Tuesday, December 18, 2007

Better Days

Yesterday we received a call from the actual Dr. and not Assistant Pat which never means good news. Turns out she did not have cheery news to spread. We lost the pregnancy. We are very sad and know that it is a good thing my body aborted something it was not supposed to have and I know we will be able to have kids in the future but that does not change the fact that we are sad. Being sad makes you tired - I did not want to get out of bed today to go see the Dr. either.
We got to the Dr. office this morning and could tell they were preparing us for bad news. We sat outside the Doctor's office while she prepared her notes with the nurse then called us in. She showed us there were definitely 2 sacs and 1 is definitely not good. They are 99.99% sure the other one is bad too but I have to go get another sonogram tomorrow AM so we can be 100% sure before I make an appointment for surgery.

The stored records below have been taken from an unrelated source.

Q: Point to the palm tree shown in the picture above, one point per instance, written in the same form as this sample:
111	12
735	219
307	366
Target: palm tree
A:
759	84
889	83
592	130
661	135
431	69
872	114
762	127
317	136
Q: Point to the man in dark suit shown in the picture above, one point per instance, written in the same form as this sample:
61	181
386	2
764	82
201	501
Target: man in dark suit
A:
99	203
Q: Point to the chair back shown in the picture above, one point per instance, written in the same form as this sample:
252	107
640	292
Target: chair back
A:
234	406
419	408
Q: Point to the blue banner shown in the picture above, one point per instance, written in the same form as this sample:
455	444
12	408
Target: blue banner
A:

I have to be put to sleep and I am scared. I have never been scared for surgery before or really getting anything like this done. Sure, I get nervous but not scared. I have never been put under before and I do not react to medication well. I have a very sensitive system so I don't take pain medication or even cold medication for that matter. I am an Advil person or it will go away on it's own.
I know it will be okay and I have a very good Dr. but I am just dreading this. The surgery will only take about 30 minutes and then Jason will drive me home and I will sleep. We are not sure when the surgery will be but hopefully it will be by the end of this week or right after x-mas.